We would also like to point out that the novelty of our idea is NOT on formulating the conservation law into a divergence-free architecture with a differential form representation. In fact, such a representation is well-known for more than a decade, see, e.g., [4], way before [1]. We have added more references on differential forms in the revised manuscript, to avoid such a confusion. The novelty of our approach is 1) the combination of neural operator with the mass conservation as a basic physical law, to learn the unknown physical system responses such as the constitutive laws with improved data efficiency; and 2) the design of a pre-calculated numerical differentiation layer in the neural operator architecture, to enable the incorporation of differential form-guaranteed divergence-free output, without increasing the number of trainable parameters and computational cost. To our best knowledge, neither of these two ideas have been discussed in existing neural operator literature.

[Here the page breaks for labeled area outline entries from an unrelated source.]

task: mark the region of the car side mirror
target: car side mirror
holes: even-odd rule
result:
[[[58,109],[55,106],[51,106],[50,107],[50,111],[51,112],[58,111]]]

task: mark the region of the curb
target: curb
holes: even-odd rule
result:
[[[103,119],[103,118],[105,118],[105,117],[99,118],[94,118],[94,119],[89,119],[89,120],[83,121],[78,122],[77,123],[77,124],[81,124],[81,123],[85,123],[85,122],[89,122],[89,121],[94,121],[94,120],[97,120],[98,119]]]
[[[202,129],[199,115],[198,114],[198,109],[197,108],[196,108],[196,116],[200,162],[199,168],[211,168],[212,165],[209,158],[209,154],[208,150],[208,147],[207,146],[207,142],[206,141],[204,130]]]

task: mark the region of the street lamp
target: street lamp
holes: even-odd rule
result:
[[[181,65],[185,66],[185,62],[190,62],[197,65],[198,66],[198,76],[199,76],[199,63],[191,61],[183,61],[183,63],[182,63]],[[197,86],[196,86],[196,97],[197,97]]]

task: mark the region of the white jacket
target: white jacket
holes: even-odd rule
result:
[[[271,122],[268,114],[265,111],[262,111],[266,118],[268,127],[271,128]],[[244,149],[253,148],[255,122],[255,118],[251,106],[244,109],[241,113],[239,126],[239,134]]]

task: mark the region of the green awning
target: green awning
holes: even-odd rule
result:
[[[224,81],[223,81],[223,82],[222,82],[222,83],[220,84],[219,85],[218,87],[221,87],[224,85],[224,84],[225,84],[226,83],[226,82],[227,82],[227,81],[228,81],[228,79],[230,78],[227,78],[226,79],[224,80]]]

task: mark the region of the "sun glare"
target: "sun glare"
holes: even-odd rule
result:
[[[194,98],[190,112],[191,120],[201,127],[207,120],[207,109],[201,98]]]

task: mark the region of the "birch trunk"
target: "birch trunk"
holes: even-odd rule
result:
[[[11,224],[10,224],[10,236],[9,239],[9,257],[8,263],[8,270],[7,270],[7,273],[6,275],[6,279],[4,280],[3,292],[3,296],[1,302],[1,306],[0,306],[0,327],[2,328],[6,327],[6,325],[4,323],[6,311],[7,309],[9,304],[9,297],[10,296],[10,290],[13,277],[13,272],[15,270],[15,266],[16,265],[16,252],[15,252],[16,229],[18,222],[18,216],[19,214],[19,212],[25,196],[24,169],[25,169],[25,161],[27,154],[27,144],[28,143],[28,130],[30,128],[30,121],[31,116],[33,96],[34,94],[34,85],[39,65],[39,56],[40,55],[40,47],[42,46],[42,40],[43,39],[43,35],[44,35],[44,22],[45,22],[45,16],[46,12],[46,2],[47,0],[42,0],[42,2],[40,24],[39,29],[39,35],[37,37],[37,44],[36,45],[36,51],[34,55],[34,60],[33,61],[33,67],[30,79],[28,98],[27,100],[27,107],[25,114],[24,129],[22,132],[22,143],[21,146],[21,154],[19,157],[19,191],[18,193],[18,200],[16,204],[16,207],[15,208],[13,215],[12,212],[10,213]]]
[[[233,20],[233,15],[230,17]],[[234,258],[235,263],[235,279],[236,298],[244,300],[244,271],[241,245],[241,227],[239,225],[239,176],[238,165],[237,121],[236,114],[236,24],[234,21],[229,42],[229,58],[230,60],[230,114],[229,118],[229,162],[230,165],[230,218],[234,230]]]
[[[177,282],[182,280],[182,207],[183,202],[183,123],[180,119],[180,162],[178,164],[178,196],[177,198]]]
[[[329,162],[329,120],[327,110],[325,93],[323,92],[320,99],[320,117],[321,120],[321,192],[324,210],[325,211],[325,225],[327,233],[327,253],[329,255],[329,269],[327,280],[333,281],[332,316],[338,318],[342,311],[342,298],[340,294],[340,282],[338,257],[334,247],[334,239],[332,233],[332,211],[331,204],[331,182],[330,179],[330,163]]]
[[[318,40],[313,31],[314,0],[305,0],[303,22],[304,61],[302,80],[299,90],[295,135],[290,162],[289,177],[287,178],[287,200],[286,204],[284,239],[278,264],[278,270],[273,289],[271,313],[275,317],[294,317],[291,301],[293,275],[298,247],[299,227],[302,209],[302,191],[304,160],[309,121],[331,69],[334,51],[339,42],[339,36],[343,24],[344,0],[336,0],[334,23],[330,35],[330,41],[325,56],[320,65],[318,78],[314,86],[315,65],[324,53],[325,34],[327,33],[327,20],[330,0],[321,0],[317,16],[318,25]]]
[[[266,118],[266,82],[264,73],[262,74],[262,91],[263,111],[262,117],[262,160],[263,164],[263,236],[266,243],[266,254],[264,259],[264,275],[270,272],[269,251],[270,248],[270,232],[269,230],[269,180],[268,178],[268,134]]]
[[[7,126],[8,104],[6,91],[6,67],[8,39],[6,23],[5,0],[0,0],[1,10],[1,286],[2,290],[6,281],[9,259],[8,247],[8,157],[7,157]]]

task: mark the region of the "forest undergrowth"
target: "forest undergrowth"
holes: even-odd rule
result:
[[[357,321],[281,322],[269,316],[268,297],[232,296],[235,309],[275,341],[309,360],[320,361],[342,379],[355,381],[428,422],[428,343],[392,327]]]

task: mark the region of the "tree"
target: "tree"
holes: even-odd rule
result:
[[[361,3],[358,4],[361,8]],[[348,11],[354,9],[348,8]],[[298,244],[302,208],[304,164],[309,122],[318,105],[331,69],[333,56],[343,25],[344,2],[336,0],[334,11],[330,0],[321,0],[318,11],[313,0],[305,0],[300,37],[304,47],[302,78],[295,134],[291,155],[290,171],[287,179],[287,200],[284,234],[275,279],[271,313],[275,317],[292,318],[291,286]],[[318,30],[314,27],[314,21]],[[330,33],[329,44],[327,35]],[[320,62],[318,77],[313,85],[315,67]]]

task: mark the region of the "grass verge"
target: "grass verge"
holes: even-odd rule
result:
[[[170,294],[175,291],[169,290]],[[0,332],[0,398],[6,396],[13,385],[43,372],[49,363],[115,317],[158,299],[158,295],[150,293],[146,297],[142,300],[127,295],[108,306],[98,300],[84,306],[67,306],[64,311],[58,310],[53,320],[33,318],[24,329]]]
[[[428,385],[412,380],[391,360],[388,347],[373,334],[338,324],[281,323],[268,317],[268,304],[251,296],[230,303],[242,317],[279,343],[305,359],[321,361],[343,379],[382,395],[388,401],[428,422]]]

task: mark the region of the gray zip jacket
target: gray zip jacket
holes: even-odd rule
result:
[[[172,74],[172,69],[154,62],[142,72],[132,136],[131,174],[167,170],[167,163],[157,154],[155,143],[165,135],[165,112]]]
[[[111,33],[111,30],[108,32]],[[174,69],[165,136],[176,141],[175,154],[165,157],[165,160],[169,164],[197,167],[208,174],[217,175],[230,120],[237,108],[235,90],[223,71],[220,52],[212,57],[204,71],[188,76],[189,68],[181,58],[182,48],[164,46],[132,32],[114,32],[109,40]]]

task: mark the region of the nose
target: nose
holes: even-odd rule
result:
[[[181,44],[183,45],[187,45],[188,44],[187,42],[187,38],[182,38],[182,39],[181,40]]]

[1] Richter-Powell, Jack, Yaron Lipman, and Ricky TQ Chen. "Neural conservation laws: A divergence-free perspective." Advances in Neural Information Processing Systems 35 (2022): 38075-38088.

[2] Négiar, Geoffrey, Michael W. Mahoney, and Aditi Krishnapriyan. "Learning differentiable solvers for systems with hard constraints." The Eleventh International Conference on Learning Representations. 2022.

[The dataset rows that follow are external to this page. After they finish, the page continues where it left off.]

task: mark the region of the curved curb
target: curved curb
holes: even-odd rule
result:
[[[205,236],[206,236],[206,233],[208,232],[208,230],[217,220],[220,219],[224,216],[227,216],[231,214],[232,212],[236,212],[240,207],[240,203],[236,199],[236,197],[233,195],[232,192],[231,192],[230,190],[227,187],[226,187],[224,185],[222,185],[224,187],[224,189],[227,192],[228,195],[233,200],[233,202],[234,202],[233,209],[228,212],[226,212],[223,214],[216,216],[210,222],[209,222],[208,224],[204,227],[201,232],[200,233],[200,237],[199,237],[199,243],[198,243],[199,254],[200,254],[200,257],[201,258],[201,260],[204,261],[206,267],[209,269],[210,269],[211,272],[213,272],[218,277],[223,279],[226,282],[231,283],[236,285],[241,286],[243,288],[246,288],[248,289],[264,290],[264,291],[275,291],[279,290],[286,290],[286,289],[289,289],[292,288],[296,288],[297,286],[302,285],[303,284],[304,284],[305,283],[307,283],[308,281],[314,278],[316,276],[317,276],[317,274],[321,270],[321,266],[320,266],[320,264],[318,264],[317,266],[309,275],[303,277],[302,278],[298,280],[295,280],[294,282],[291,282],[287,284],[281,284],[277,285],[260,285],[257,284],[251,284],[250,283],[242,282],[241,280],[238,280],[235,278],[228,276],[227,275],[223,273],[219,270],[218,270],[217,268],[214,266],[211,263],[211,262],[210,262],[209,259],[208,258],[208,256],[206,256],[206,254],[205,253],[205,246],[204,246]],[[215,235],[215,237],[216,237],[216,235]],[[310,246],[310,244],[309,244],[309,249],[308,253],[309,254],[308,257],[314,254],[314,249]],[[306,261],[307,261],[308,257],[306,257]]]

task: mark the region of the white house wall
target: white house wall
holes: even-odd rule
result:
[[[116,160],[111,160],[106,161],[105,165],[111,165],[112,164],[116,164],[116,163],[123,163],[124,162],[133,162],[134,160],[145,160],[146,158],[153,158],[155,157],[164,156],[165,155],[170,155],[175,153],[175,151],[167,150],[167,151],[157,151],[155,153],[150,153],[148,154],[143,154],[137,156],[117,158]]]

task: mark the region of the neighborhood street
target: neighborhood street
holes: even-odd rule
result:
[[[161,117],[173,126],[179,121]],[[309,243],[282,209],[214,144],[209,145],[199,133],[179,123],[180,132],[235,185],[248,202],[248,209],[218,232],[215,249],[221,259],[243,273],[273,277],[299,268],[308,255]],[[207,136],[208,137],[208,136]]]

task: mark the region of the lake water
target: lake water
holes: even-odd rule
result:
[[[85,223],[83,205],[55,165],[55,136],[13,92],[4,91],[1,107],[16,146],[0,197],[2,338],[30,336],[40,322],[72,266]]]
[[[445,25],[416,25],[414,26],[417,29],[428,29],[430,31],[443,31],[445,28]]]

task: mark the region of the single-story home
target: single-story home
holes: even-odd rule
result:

[3] Hansen, Derek, et al. "Learning Physical Models that Can Respect Conservation Laws." ICLR 2023 Workshop on Physics for Machine Learning. 2023.

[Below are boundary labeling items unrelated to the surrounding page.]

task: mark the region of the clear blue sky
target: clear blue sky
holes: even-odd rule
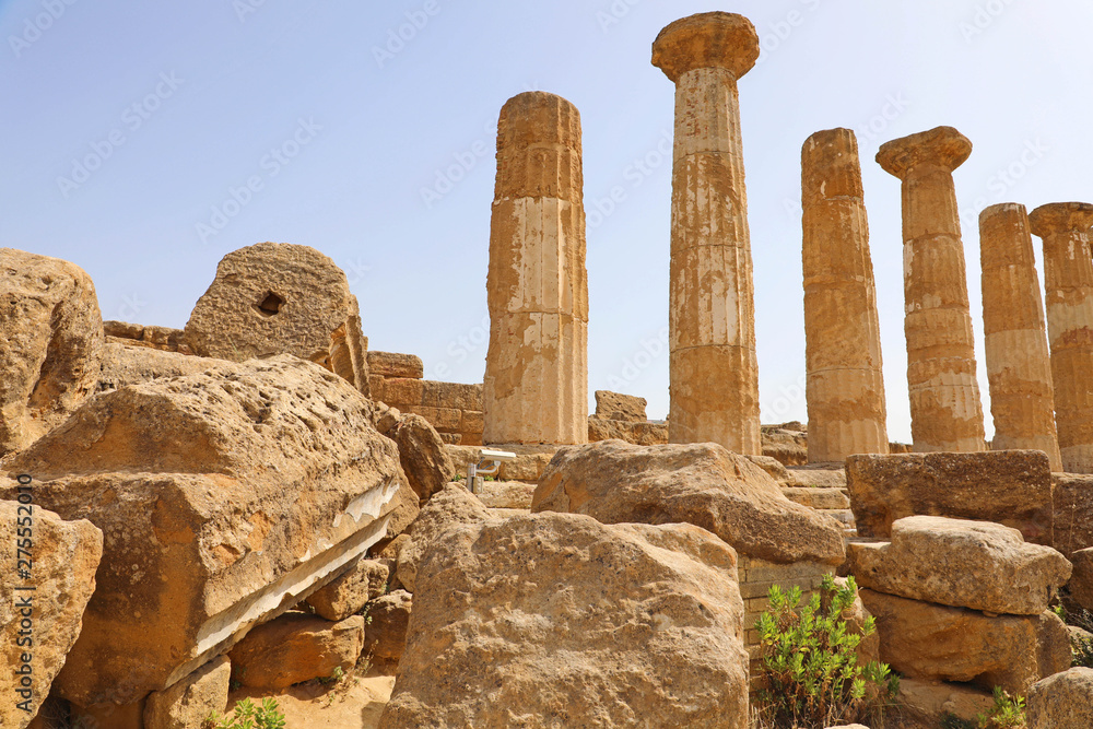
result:
[[[673,87],[650,44],[708,10],[764,37],[740,84],[764,422],[806,419],[800,149],[838,126],[903,440],[900,184],[872,157],[938,125],[974,142],[956,186],[986,396],[974,207],[1093,199],[1088,0],[0,0],[0,246],[86,269],[104,318],[183,327],[224,254],[306,244],[346,270],[373,349],[481,381],[497,113],[550,91],[584,126],[590,389],[662,418]]]

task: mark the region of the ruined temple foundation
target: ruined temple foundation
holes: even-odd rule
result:
[[[1044,299],[1024,205],[991,205],[979,214],[979,256],[991,448],[1043,450],[1051,470],[1061,471]]]
[[[1062,467],[1093,473],[1093,204],[1060,202],[1029,216],[1044,239],[1047,332]]]
[[[986,449],[952,176],[971,153],[972,142],[952,127],[893,140],[877,153],[877,163],[903,183],[904,331],[916,452]]]
[[[588,440],[588,275],[580,115],[542,92],[497,126],[483,442]]]
[[[801,205],[809,462],[888,454],[877,287],[849,129],[804,142]]]
[[[759,58],[748,19],[667,26],[653,64],[675,84],[671,233],[671,443],[760,455],[759,365],[737,81]]]

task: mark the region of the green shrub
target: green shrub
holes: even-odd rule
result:
[[[261,706],[244,698],[235,705],[232,716],[222,717],[213,712],[205,726],[210,729],[284,729],[284,714],[277,701],[268,696]]]
[[[856,650],[877,626],[866,621],[861,635],[843,618],[857,598],[854,578],[839,587],[831,575],[801,604],[801,589],[769,591],[769,610],[755,624],[762,645],[760,713],[777,729],[823,729],[869,719],[878,726],[900,691],[900,677],[885,663],[859,666]]]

[4] Barbarosie, Cristian. "Representation of divergence-free vector fields." Quarterly of applied mathematics 69.2 (2011): 309-316.

Reason for FNO outperforming GFNO: We appreciate the reviewer's insightful suggestion, and have performed an experiment where GFNO's latent dimension is increased to match the latent dimension of FNO. The resulting error is decreased to 1.19% in the large data regime, which is on a similar scale to FNO (1.47%). In this setting, the number of trainable parameters in GFNO is increased to 3,412,142. This thus verifies our guess. We have included this discussion in the last paragraph of section 4.1 in the revised manuscript.

Koopman neural operator: Technically, our proposed method is realized by adding an additional differentiation layer in the neural operator, and hence it is applicable to all neural operator architectures. In fact, it will be an interesting future direction to combine our method with KNOs, which would possibly further improve the generalizability in small data and long-term integration regimes. In the revised manuscript, we have included KNO as an additional state-of-the-art NO baseline in our incompressible Navier-Stokes experiment.

评论

Out-of-domain/in-domain evaluation: Our small data regime setting is designed to test the performance of the trained models when the available data is scarce and does not provide a good coverage of the parameter range (i.e., out-of-domain). Taking the incompressible Navier-Stokes experiment as an example, when ntrain is as small as 1010, it is expected that some test samples will be out of the training regime. To validate this, in the paper revision we show in Fig. 3 of the appendix the data distribution in the incompressible Navier-Stokes experiment case 1. In particular, the histogram of the solution L2-norms are plotted in the xx and yy components. One can see that in the small data regime, the training set does not provide a good coverage of the dataset, and a large number of test samples are outside the training regime. Then, to illustrate the generalizability of clawNOs, we also plotted the per-sample test errors in Fig. 3a, where one can see that clawNO's error is much smaller than that of the non-claw counterpart, especially in the out-of-distribution regime. The training dataset of the medium and large datasets provide good coverage of the entire dataset and are aimed to test the in-domain predictability of various models.

Other basis functions: Our formulation is independent of the basis functions used in the iterative layers. Our pre-calculated differentiation layer can be added after any neural operator to impose the divergence-free constraint. Therefore, our approach is readily applicable to a Chebychev neural operator. Here, FNO is considered because FFT is generally much faster. We have also demonstrated the applicability of our formulation in the GNO based setting in addition to FNO.

Challenge for training and numerical stability: We have not observed any particular challenge in training or any numerical stability issue from clawNOs. The training and testing procedures are the same as all other NO baselines. This is because our divergence-free constraint is hard-coded into the model architecture through a pre-calculated layer, which makes it fundamentally different from the soft constraint approaches where a penalization term is added into the training loss (see, e.g., PINO [5]). As reported in [6], the soft constraint approach may result in a deteriorated training loss landscape, and face challenges in training.

[5] Li, Zongyi, et al. "Physics-informed neural operator for learning partial differential equations." arXiv preprint arXiv:2111.03794 (2021).

[6] Gopakumar, Vignesh, Stanislas Pamela, and Debasmita Samaddar. "Loss landscape engineering via data regulation on PINNs." Machine Learning with Applications 12 (2023): 100464.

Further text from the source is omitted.